Clair-Obscur
Restauré et transformé par l’architecte japonais Tadao Ando, le bâtiment à la spectaculaire coupole de métal et de verre de la Bourse de Commerce, qui date du XVIIIe sièclé, abrite désormais la collection d’œuvres contemporaines que François Pinault a réunies en 40 ans.
Description de la visite
Ce que le parcours réunit
Restauré et transformé par l’architecte japonais Tadao Ando, le bâtiment à la spectaculaire coupole de métal et de verre de la Bourse de Commerce, qui date du XVIIIe sièclé, abrite désormais la collection d’œuvres contemporaines que François Pinault a réunies en 40 ans. L’espace
Comment la visite est construite
À travers une sélection d’une centaine d’œuvres de la Collection Pinault, et pour la première fois certaines modernes, l’exposition « Clair-obscur » traverse, de l’obscurité à la lumière, l’héritage du chiaroscuro dans les enjeux du temps présent.

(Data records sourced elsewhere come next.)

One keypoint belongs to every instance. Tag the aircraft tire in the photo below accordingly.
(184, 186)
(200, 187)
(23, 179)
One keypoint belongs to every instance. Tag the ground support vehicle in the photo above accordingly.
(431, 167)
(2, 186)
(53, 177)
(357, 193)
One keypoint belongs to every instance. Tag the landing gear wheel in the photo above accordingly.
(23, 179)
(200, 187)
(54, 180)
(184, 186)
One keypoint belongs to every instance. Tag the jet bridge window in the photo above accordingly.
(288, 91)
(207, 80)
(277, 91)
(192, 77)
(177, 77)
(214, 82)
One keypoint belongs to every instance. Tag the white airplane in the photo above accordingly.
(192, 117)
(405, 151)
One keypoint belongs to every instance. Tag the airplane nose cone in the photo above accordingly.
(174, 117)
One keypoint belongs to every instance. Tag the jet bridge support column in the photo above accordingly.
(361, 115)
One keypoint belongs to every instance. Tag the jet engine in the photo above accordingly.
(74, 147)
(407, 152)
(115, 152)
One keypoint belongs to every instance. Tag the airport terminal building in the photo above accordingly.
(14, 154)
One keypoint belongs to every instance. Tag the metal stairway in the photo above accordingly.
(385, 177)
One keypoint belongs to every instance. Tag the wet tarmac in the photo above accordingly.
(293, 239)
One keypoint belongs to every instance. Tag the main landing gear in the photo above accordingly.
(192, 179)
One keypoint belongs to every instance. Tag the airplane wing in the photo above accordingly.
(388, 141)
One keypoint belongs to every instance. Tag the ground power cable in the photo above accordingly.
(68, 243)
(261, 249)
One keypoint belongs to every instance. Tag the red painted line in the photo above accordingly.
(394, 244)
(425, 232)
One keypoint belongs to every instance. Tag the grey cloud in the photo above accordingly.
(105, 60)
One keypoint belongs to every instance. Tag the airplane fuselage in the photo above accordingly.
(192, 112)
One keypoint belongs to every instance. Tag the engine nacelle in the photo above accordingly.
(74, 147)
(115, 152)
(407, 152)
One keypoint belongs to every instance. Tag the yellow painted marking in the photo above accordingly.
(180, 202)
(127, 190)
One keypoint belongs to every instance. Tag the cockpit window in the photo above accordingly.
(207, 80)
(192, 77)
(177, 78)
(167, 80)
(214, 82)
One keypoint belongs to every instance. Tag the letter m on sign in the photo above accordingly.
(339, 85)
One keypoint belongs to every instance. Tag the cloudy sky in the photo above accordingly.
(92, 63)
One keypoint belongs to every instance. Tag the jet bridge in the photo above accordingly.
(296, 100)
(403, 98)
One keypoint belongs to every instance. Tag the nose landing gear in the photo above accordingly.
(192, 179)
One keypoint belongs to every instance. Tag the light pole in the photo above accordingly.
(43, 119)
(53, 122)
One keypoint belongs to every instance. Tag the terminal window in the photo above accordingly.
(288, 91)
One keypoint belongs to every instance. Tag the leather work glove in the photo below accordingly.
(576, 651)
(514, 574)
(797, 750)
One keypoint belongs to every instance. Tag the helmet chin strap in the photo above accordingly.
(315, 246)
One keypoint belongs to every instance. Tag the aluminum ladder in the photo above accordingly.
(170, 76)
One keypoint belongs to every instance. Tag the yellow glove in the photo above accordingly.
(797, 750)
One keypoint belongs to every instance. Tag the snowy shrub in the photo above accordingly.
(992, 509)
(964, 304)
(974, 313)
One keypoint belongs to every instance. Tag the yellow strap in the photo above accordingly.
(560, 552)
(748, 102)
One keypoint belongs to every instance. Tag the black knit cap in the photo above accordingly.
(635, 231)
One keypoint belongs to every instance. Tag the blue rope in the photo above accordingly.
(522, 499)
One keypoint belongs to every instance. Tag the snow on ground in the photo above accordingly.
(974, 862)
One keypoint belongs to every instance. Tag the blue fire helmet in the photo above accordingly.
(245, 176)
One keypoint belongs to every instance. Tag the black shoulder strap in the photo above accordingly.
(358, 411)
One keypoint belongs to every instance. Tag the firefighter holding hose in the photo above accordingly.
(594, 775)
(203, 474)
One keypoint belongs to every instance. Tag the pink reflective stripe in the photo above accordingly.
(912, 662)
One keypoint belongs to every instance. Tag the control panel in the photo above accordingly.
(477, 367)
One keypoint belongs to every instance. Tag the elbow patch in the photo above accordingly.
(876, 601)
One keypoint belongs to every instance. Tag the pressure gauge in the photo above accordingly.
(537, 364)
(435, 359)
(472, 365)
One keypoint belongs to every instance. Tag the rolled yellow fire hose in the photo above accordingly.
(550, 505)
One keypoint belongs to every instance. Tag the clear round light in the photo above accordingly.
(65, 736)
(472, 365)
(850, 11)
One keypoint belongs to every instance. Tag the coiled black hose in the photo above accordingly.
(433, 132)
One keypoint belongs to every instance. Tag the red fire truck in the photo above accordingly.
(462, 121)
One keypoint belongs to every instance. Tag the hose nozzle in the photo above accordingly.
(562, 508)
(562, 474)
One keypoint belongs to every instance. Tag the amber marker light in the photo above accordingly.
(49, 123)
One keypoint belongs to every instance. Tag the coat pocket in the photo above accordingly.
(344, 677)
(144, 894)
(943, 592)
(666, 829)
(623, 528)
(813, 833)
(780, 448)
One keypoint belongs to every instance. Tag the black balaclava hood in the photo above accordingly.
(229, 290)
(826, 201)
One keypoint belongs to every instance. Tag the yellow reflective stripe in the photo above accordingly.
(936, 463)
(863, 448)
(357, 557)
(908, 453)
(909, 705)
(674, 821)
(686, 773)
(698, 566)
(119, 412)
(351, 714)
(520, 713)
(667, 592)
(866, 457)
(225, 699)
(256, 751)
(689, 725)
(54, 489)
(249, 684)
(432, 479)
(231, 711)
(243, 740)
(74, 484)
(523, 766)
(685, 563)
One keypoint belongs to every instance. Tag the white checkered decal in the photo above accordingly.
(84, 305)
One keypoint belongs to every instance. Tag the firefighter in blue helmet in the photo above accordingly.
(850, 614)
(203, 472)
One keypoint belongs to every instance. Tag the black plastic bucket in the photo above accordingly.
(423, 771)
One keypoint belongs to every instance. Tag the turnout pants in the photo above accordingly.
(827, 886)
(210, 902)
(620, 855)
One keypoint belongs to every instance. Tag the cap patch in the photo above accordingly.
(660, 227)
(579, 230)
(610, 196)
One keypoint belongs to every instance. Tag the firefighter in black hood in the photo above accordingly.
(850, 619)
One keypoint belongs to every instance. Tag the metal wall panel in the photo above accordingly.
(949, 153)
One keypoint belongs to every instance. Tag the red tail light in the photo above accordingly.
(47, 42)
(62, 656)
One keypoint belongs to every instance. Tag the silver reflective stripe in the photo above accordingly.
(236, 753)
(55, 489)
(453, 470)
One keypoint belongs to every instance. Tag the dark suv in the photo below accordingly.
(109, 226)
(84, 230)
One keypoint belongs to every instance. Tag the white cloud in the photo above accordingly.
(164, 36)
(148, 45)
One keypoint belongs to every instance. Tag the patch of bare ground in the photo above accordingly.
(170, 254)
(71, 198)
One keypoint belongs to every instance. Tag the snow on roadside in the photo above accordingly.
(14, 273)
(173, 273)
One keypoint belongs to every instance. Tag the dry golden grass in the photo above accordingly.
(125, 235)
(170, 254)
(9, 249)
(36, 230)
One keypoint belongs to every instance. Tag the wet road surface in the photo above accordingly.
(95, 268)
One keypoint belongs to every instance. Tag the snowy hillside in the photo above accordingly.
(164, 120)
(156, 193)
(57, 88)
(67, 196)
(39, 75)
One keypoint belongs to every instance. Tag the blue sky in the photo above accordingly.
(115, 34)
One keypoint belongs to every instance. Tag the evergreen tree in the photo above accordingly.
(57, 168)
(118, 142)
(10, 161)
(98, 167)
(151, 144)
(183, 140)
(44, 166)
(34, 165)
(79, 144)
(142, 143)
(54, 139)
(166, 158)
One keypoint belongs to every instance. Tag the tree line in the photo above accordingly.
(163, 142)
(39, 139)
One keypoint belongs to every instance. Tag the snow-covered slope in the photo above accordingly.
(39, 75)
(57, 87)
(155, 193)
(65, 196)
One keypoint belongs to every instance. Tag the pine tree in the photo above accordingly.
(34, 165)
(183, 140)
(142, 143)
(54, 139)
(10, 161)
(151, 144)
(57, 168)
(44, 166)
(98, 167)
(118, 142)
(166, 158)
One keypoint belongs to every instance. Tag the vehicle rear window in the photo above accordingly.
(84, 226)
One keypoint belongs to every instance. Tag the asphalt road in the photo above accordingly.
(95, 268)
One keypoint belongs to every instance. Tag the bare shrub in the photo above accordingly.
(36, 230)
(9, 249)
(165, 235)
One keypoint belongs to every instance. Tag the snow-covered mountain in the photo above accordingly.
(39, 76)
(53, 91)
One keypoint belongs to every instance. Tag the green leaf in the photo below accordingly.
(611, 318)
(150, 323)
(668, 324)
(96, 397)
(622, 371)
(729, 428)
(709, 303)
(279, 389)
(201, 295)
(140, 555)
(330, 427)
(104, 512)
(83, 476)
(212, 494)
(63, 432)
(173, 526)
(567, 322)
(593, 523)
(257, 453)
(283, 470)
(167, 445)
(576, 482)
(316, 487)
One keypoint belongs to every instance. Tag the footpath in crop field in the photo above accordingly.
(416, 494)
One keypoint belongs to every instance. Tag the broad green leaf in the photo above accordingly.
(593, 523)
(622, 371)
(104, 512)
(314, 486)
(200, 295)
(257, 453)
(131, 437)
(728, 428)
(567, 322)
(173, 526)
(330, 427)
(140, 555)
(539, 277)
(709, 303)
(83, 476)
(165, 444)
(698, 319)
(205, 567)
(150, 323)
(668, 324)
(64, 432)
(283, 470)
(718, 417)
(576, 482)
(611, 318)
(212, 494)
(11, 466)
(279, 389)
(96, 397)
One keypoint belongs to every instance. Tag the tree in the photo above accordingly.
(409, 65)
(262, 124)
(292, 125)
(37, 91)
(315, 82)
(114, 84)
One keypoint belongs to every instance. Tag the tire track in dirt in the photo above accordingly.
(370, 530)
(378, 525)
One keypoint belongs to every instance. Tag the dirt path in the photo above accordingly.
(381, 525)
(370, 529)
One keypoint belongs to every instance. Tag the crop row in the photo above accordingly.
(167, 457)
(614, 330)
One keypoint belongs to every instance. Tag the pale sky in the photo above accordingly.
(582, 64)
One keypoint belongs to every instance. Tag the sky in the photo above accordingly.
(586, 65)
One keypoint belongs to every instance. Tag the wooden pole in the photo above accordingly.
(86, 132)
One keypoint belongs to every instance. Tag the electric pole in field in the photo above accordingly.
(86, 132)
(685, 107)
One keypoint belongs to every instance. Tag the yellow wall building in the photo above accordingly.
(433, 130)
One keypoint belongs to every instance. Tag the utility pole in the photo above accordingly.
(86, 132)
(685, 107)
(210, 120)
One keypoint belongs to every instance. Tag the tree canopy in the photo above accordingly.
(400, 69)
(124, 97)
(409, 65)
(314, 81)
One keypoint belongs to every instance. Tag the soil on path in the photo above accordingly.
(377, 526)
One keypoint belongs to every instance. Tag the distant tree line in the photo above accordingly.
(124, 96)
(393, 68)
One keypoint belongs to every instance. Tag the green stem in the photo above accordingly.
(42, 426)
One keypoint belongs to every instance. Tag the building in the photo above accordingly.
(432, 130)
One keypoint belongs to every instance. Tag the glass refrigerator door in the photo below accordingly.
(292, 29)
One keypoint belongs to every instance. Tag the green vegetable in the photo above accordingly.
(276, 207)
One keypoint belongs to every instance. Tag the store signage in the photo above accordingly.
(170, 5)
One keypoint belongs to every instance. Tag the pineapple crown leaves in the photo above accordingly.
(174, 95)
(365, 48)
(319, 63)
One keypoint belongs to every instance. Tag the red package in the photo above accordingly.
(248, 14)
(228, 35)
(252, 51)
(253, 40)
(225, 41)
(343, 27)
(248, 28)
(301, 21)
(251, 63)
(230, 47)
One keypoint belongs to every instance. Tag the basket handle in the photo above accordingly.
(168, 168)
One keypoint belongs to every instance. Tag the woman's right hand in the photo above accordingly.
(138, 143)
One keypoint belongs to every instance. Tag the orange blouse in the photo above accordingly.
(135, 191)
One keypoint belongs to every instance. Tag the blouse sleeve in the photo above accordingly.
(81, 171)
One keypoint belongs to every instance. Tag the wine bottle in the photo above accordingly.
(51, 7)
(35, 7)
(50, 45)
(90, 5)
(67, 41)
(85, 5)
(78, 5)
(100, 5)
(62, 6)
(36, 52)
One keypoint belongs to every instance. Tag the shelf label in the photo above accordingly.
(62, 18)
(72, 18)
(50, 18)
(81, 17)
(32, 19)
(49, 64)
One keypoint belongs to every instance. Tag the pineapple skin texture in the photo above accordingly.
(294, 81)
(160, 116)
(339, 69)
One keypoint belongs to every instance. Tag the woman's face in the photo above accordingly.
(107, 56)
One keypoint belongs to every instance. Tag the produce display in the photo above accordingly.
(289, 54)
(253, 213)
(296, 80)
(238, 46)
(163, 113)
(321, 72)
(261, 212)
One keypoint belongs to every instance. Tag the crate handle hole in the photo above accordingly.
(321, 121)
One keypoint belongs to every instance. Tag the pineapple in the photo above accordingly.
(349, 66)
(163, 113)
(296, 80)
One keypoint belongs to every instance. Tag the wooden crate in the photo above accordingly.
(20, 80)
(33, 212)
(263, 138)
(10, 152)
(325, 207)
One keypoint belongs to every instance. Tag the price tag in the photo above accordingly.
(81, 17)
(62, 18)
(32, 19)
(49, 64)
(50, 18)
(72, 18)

Contexte culturel et artistique
Le lieu et son horizon culturel
À travers une sélection d’une centaine d’œuvres de la Collection Pinault, et pour la première fois certaines modernes, l’exposition « Clair-obscur » traverse, de l’obscurité à la lumière, l’héritage du chiaroscuro dans les enjeux du temps présent.
Le cadre culturel
Restauré et transformé par l’architecte japonais Tadao Ando, le bâtiment à la spectaculaire coupole de métal et de verre de la Bourse de Commerce, qui date du XVIIIe sièclé, abrite désormais la collection d’œuvres contemporaines que François Pinault a réunies en 40 ans. L’espace
Pourquoi cette exposition compte
Clair-obscur est un titre volontairement large, mais cette ouverture peut devenir un vrai atout éditorial. Le clair-obscur n’est pas seulement une technique heritee de la peinture ancienne; c’est une maniere d’organiser l’apparition, de donner au visible une intensite dramatique et de faire sentir ce qui demeure hors champ. Dans le contexte de la Bourse de Commerce - Pinault Collection, le sujet prend une dimension contemporaine: lumière, obscurite, reflets, ecrans, matières et dispositifs peuvent s’y lire comme autant de facons de travailler la perception. Le batiment lui-meme, avec sa rotonde, sa coupole et son rapport très marque a l’espace central, amplifie ce type de question. L’exposition compte donc parce qu’elle permet de relier une notion classique de l’histoire de l’art a des pratiques actuelles qui ne se limitent pas a la peinture. Le clair-obscur peut devenir un outil pour parler de pouvoir des images, de seuils, d’opacite, de théâtre du regard, mais aussi de notre difficulte contemporaine a distinguer ce qui se montre de ce qui se derobe. Cette approche donne une coherence possible a des œuvres très differentes, en les reliant par une meme interrogation sur l’apparition, la disparition et la perception. Cette lecture donne aussi un garde-fou utile: elle evite de reduire le sujet a une annonce de programmation et replace les œuvres, les objets ou les dispositifs dans une histoire des regards. Le lecteur comprend ainsi pourquoi la visite peut compter au-dela du simple calendrier culturel.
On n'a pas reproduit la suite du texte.